A Tale of Two Creameries - Part One - Grafton Village Cheese


Grafton Village Creamery and Storefront

Weekend of Cheese

We’re up in Vermont for a three-day, cheese-filled weekend, who could ask for more?

Sweetbreads is attending a cheesemaking workshop with Peter Dixon, the man behind Consider Bardwell's glorious cheeses, and consultant to many others. Saturday through Monday, Sweetbreads' sessions are 9am to 4pm, and about an hour and half from where her Mom lives, so that means I end up spending a fair amount of time in the parking lot writing blog posts and catching up on stuff. It also means I have plenty of time to visit local creameries. I don't know who got the better end of the stick, but it's all about cheese and we're loving it.

On Saturday I visited Grafton Village Cheese (Part One) and Sunday I headed over to Taylor Farm (soon to be Part Two). Vermont cheesemakers in general are a really kind and supportive group of people and we’ve been fortunate enough to visit a number of different creameries in the area. We love VT. It's such a fantastic community for local farmers and artisans of all kinds, hopefully it's something that will be replicated throughout the country.

Vats, molds and pneumatic presses

Grafton Village Cheese

Grafton is a unique creamery. It's owned by a non-profit, The Windham Foundation, but it is a for-profit business. Part of the cheesemaking operation's profits get distributed back to Windham. Windham's mission is to support and promote Vermont's rural communities. Based on my visit of Grafton's facility it seems to be doing a pretty good job at accomplishing Windham's mission! 

Grafton has two cheesemaking facilities. The original facility in Grafton, VT and the new facility in Brattleboro, VT. I visited the location in Brattleboro. In total Grafton produces over a million pounds of cheese per year. Wow! It's by far the largest creamery we've visited, but it's still a tiny cheese producer relative to the big guys. To put it in perspective, we're hoping to be in the area of 10 to 15 thousand pounds of cheese per year, or about 10-15% of the size of Grafton. Despite the size differential I still learned a lot from the visit and I couldn't have felt more welcome on the visit.

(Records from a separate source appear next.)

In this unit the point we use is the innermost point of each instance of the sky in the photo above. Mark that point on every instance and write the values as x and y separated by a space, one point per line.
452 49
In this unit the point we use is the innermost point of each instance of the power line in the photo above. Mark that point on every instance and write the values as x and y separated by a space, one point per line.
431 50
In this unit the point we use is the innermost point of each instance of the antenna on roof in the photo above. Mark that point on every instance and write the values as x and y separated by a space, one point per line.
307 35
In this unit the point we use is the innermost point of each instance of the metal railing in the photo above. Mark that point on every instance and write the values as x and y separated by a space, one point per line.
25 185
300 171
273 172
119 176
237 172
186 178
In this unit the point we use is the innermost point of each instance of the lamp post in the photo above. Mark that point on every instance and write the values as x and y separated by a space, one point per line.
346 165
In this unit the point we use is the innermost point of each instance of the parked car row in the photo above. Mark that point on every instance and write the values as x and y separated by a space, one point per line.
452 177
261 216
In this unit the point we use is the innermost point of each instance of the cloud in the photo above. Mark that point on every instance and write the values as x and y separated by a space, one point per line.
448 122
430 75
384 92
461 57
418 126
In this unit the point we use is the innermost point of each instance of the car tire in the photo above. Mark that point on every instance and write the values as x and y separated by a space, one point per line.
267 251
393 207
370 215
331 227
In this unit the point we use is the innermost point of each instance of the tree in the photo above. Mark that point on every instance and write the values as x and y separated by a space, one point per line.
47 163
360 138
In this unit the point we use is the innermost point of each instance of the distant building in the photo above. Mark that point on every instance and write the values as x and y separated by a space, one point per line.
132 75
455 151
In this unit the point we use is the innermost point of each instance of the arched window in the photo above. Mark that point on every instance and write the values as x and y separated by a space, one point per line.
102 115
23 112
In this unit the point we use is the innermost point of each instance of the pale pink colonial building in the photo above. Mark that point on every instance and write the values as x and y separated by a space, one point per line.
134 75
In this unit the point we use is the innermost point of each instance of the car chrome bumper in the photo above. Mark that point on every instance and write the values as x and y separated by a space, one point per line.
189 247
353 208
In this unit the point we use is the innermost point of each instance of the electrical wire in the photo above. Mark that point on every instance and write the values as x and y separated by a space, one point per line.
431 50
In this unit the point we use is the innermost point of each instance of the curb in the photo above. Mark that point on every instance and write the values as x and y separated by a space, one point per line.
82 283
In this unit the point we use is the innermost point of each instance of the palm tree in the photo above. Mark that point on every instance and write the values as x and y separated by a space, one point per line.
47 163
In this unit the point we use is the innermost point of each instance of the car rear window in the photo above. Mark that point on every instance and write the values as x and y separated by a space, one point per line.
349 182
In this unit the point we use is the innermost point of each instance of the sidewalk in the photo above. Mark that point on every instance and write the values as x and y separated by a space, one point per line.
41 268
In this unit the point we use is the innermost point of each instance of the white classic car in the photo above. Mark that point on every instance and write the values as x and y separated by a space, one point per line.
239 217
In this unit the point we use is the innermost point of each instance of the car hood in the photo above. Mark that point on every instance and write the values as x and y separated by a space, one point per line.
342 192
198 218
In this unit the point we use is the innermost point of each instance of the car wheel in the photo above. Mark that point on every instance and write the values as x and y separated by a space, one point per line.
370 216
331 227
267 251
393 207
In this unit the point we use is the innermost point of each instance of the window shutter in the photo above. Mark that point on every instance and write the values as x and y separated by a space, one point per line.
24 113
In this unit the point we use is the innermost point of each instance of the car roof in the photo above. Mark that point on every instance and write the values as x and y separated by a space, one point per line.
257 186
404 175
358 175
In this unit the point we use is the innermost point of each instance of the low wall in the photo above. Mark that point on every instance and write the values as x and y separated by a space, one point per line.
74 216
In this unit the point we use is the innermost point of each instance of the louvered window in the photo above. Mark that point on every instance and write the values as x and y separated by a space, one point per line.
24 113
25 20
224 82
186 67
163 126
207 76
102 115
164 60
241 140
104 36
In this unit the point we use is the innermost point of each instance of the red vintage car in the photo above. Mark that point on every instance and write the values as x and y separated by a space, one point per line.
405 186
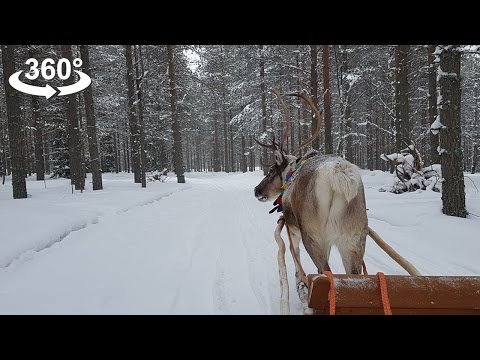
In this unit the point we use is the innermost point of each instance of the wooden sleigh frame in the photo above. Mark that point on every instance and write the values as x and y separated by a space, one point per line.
408 295
367 294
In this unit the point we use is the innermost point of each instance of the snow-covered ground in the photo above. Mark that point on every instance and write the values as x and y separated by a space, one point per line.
204 247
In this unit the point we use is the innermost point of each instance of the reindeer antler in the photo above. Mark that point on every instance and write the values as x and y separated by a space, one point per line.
318 116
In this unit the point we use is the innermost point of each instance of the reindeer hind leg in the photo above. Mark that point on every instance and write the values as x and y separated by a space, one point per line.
352 252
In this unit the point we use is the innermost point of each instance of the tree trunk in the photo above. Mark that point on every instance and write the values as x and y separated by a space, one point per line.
475 145
81 133
141 124
347 107
369 130
132 117
216 146
14 125
327 100
264 102
314 88
74 146
453 189
243 159
38 126
402 131
3 158
233 167
177 140
91 123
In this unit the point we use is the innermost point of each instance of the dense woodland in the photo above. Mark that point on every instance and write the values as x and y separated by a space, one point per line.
199 108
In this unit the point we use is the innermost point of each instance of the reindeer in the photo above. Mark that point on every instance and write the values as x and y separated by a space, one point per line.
323 201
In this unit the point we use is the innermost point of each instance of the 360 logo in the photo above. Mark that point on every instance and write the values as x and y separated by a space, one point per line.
47 71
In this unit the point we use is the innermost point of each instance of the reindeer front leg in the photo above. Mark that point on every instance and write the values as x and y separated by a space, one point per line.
294 237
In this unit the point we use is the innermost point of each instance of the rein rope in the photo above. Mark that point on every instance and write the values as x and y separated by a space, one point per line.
292 173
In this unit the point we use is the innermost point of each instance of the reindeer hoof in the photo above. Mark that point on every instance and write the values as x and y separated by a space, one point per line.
302 291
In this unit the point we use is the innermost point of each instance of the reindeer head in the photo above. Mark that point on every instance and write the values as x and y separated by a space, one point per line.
269 188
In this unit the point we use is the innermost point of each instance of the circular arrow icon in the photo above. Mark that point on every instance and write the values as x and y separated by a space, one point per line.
47 90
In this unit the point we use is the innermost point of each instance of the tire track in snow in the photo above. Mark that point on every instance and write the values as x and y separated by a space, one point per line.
29 254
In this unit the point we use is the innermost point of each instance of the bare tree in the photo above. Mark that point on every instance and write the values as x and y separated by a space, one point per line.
38 127
402 130
177 139
15 134
451 158
74 145
314 88
132 117
91 123
139 70
327 100
432 103
264 100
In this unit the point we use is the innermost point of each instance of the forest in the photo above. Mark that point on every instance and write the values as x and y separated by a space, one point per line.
198 108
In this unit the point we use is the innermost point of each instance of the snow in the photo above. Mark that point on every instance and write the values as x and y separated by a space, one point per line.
204 247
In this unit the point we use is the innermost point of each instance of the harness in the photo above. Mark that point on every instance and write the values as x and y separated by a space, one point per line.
292 173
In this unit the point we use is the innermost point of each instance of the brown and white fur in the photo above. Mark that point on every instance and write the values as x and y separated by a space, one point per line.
323 206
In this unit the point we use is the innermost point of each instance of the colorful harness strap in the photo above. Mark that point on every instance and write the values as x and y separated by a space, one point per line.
292 173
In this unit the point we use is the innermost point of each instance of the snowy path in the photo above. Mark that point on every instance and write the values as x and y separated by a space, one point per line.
205 247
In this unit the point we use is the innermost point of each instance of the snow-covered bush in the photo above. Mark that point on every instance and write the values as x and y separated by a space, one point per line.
409 172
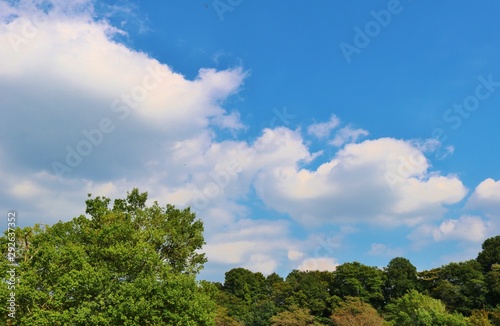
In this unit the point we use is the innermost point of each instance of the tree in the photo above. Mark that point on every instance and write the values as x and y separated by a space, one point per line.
311 291
223 319
490 254
493 281
415 308
358 280
461 286
479 318
400 277
354 312
294 317
244 284
127 265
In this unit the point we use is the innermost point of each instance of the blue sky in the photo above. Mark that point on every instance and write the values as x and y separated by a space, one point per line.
304 135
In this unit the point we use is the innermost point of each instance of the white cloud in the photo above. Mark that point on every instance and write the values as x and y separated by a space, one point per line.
320 264
466 228
347 135
295 255
323 129
486 197
380 249
356 186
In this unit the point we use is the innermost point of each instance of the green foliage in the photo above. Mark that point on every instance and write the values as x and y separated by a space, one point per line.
294 317
479 318
400 277
245 284
358 280
462 286
415 308
355 312
311 290
128 265
493 281
490 254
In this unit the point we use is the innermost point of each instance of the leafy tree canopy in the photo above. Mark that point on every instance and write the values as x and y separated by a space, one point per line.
128 264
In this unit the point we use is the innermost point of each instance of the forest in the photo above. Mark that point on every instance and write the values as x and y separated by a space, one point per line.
126 263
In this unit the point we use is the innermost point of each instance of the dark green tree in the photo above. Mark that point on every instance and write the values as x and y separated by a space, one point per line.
415 308
311 290
358 280
490 254
127 265
461 286
245 284
355 312
493 281
400 277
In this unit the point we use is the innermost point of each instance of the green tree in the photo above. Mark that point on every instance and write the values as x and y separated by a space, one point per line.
479 318
127 265
461 286
490 254
355 312
223 319
493 281
415 308
400 277
310 289
294 317
245 284
358 280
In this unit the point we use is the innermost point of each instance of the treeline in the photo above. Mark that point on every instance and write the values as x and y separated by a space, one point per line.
465 293
126 263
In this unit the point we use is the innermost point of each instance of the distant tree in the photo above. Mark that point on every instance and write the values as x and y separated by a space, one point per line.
461 286
493 281
358 280
311 290
272 279
294 317
127 265
495 316
237 308
490 254
245 284
355 312
479 318
223 319
428 280
400 277
415 308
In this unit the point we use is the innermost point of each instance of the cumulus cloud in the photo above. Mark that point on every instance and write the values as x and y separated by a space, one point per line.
486 197
117 118
318 264
347 135
323 129
466 228
380 249
365 182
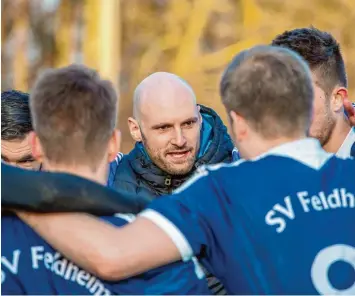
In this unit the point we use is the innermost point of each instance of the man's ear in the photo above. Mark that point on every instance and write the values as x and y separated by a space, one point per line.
114 145
239 126
339 95
36 147
134 129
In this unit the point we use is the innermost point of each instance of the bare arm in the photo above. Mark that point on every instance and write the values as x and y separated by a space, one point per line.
107 251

One of my key takeaways from the visit was from a procedural standpoint. Most of the farms we've visited are very, very small-scale. Efficiency is important, but it's not exactly paramount. Seeing a highly efficient, larger-scale facility was interesting. Efficiency matters a lot more when you have lots of employees and bigger production targets. At a million pounds of cheese per year (and probably millions of dollars invested) there's a lot at stake. While we don't aspire to achieve that scale we still care about being efficient, so understanding Grafton's flow and operational procedures was a big help.

Cheddar vacuum packed and ready to age. See you in five years buddy.

To make cheese, you need milk

One of the reasons why I was interested in visiting Grafton is because Grafton buys in all of its milk. Most consumers don't think about this (I know I never did), but a lot of cheesemakers don't actually own the animals that produce the milk. The milk comes from elsewhere. In Grafton's case it's coming from about 23 dairies all over the state of VT. The benefit of this type of model is that the cheesemakers don't have to operate the animal husbandry side of the business. Also, milk production is lower margin, so the cheesemaker can focus on the higher margin business of making cheese and outsource the lower margin business of milk production to other farmers. The downside is that they don't have the enjoyment of animals or the bucolic vision that constitutes the minds of people everywhere. They also don't always have control of their supply or the price at which they're buying.

For the beginning cheesemaker (aka us) deciding whether to buy-in milk or produce your own milk is a big decision. Longer term we'd like to have our own herd. That's more of a homesteader's decision. It fits with the vision of our farm. In the near-term, however, it might not be possible (it costs a lot to build a milking parlor and buy dairy animals), so buying in milk might be a good way to start. We're sorting that stuff out now, so seeing Grafton was great, and, like I said, you won't find better people (or better cheddar). 


This vat may or may not be bigger than our apartment
Cheese smoker. We love smoked cheese. Grafton uses Maple wood chips, yum.


Wall of cheese samples. Before each batch of cheese is sold it must be sampled.